Finally I felt like we were getting somewhere. Over the past few years there has been no name calling, although there have still been put downs. However, I did feel like I had set some boundaries and we could stay married and have a good relationship at least as good as possible in this situation. 

I found out last week that he went for a prostitute for oral sex. This seems like the final blow to my self esteem and I don't feel right now that I can get past it. Apart from the fact he could have exposed me to various STDs as we had sex after the fact. I feel as though I have really given a lot of energy to this man and have been pushed to the limit countless times already. Obviously my husband does have many good points but they are very hard to see at the moment.

I really feel this man has disrespected me far too many times for this to continue. With two young children I am scared to leave however I know I could do it.

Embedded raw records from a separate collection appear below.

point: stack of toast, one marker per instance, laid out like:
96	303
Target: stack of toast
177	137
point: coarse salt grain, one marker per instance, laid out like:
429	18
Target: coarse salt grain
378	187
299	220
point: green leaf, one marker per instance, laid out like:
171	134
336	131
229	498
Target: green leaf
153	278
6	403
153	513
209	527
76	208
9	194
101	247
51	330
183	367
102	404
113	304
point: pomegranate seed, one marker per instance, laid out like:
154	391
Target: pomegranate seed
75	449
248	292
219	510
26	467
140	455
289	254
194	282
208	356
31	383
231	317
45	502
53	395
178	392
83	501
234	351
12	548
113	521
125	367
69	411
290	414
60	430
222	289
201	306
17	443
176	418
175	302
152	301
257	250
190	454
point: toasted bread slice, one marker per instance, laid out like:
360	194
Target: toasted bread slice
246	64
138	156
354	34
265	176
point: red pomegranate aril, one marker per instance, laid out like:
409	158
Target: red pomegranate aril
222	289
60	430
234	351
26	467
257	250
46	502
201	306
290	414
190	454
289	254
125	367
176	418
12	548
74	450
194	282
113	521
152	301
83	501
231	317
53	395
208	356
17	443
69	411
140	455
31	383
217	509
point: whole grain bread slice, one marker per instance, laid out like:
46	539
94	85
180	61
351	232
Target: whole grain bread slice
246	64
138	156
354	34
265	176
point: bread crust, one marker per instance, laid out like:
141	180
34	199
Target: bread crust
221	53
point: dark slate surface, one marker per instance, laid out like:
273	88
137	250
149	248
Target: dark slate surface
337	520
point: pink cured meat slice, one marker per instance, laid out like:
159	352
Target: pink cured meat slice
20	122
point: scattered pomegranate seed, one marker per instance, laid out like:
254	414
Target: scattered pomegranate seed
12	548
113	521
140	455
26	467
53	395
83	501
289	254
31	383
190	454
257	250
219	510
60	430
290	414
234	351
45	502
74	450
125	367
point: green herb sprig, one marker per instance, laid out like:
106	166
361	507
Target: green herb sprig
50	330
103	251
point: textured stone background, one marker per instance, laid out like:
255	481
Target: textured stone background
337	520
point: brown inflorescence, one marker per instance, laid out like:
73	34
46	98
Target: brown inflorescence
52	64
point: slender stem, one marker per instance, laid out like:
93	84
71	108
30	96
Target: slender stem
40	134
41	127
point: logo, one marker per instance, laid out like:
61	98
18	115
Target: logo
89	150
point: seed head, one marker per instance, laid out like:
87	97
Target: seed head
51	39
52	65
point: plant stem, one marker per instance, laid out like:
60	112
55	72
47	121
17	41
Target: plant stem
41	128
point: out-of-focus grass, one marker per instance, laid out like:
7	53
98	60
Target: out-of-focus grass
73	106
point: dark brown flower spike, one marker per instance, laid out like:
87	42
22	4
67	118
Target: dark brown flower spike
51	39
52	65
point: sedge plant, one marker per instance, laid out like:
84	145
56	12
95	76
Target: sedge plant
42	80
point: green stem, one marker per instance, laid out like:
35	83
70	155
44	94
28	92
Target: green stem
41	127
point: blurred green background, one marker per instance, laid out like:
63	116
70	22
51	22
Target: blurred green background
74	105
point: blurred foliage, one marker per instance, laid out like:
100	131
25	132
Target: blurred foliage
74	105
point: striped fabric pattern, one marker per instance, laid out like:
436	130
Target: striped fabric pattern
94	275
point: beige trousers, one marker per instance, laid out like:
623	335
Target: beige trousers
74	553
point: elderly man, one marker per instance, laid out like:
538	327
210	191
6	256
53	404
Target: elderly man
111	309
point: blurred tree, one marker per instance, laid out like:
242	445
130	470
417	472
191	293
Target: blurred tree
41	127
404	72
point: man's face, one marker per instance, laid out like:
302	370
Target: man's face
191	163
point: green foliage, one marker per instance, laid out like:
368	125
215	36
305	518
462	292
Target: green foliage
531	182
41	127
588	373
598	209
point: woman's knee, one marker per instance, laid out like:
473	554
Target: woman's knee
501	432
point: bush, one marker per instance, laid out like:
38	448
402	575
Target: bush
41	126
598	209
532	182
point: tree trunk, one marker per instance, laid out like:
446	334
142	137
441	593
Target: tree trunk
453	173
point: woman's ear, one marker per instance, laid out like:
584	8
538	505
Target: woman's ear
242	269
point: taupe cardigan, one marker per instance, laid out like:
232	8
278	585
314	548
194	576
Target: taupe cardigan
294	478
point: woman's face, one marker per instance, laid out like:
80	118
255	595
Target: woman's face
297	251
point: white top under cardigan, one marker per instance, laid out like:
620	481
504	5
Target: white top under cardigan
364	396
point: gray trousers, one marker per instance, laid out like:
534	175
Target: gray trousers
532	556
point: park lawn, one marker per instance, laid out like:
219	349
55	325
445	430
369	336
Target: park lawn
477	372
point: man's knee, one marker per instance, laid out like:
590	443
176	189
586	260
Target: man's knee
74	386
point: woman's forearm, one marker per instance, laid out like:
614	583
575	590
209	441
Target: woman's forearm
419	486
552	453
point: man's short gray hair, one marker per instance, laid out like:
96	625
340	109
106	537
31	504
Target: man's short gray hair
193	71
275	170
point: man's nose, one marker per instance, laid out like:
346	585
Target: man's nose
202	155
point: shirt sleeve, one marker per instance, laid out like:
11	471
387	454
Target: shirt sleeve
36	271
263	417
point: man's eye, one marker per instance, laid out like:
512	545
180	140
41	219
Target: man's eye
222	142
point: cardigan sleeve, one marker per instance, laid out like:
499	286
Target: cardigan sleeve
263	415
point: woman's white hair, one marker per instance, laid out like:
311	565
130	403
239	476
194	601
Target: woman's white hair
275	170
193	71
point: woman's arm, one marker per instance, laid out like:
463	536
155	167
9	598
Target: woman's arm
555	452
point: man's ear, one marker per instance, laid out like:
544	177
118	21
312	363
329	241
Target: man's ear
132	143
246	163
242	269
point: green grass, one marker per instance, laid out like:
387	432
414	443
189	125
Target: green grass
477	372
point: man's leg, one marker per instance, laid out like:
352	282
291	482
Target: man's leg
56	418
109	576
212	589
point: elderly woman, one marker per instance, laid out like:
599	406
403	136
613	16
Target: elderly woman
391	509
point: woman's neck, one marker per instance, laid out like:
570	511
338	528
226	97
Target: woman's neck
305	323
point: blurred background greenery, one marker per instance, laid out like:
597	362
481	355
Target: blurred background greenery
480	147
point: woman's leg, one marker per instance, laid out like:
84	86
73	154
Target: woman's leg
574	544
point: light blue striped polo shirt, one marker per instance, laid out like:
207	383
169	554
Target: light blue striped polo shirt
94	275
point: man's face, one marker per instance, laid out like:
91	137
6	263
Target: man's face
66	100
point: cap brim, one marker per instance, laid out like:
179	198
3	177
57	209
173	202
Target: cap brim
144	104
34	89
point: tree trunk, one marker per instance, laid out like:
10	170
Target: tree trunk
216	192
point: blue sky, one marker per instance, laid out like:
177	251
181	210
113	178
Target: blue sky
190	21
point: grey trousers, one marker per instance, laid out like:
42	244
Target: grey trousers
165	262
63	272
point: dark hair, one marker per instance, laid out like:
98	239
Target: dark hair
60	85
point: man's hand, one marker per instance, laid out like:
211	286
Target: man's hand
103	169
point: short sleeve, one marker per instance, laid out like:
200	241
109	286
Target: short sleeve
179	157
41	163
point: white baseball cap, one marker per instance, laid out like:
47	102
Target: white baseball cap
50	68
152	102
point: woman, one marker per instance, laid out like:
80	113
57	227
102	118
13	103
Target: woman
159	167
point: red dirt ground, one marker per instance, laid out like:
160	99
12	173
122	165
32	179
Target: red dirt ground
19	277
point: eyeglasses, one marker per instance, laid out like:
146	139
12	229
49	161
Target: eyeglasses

It would mean relocating to be near my mum (3 hours away) for support.

I am worried for my children that they would only see their dad every few weeks, if that. I am petrified that I will damage them psychologically if we move away. I'm also worried that I will be lonely and will miss my husband, regardless of what he has put me through.

However, when I look at him, I feel only sadness and nothing for him. No respect, no love. I do care for him but he has pushed me way too far this time.

Could anyone please give me some advice as to what to do and how to get the courage up to leave, with my main concern being the children.

Thanks 

Jen


----------



## EleGirl (Dec 3, 2011)

Start with some visits to a few lawyers. Pick one and get the ball rolling if this is what you want.


----------



## jen1020 (Dec 18, 2011)

Thanks, I have visited a lawyer a few times before because of his behaviour, so pretty much know the practical side of it.

It is the emotional side, especially for my children that I am concerned about.

Jen


----------



## EleGirl (Dec 3, 2011)

If your husband is being emotionally abusive and threatening physical abuse in front of your children, they are also being abused by this behavior. Abuse is a deal braker in marriage. They will be a lot better after seeing their mother stand up for her and their well being.

If the children seem stressed or start to act out take them to counseling. Talk with them about it, why you are divorcing your husband. "Daddy has been mean, he yells and threatens to hit me. No one should put up with being treated badly in a family."

My son was in 2nd grade when I divorced my ex. He knew what was going on... he often voiced his anger at his father's behavior. So we talked about it a LOT.

Just remember that children process their strong emotions by acting them out. So look for that.


----------